Stephen Rought (3 April 1840 - 16 March 1919) was a sergeant in the United States Army who was awarded the Medal of Honor for gallantry during the American Civil War. He was awarded the medal on 1 December 1864 for actions performed in May 1864 in the Battle of the Wilderness in Virginia.

== Personal life ==
Rought was born on 3 April 1840 in Bradford County, Pennsylvania to parents George and Catharine Rought. He had an older brother, Jacob Rought. He married Margaret Helen McAllester and fathered 5 children. He died in Wyalusing, Pennsylvania on 16 March 1919 and was buried in Spring Hill Cemetery in Spring Hill, Pennsylvania.

== Military service ==
Rought enlisted in the Army as a corporal on 18 August 1862 at Crampton, Pennsylvania. He was mustered into Company A of the 141st Pennsylvania Infantry. He was promoted to sergeant on 18 November 1862. He was wounded and captured by the Confederates on 3 May 1863 at the Battle of Chancellorsville, but was released soon after. On 6 May 1864, before a charge on the 13th North Carolina Infantry, a veteran unit, Rought found that he had lost his bayonet the night before. During the charge, he killed the Confederate color sergeant with the stock of his musket and captured the unit's flag. For this action, he was awarded the Medal of Honor. He was later seriously wounded on 12 May 1864 at the Battle of Spotsylvania Court House in Virginia and was in a Washington D.C. hospital at the time of his muster out of service on 28 May 1865.
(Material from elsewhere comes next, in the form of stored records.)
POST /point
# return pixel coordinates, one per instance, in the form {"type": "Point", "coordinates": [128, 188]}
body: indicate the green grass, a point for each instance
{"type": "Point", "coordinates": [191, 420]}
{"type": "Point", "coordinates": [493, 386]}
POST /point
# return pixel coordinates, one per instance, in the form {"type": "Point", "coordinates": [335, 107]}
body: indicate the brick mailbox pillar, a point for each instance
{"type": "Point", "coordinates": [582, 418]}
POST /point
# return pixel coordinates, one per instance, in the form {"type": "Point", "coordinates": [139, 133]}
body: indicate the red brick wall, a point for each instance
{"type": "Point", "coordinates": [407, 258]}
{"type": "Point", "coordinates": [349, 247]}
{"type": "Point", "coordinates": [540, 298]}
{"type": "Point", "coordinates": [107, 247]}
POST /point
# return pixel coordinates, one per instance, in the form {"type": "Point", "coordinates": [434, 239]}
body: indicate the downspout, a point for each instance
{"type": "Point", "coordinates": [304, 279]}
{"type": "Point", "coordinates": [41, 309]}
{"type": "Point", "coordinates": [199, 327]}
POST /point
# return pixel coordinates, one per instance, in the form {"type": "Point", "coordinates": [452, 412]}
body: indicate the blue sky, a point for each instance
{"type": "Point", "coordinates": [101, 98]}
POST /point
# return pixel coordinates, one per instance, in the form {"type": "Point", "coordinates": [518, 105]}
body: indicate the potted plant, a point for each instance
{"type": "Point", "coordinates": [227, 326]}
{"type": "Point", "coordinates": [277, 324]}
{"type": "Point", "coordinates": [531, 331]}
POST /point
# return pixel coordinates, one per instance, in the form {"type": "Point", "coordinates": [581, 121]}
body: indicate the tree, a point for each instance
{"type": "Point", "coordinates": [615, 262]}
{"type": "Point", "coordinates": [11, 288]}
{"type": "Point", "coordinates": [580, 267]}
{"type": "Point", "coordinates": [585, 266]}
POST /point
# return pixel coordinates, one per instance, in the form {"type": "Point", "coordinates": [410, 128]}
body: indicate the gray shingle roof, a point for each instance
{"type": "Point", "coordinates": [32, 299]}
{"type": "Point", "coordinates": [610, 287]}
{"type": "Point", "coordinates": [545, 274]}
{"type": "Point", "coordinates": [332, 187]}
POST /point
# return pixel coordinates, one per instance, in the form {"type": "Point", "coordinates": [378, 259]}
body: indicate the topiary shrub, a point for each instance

Rought's Medal of Honor citation reads:

The President of the United States of America, in the name of Congress, takes pleasure in presenting the Medal of Honor to Sergeant Stephen Rought, United States Army, for extraordinary heroism on 6 May 1864, while serving with Company A, 141st Pennsylvania Infantry, in action during the Wilderness Campaign, Virginia, for capture of flag of 13th North Carolina Infantry (Confederate States of America).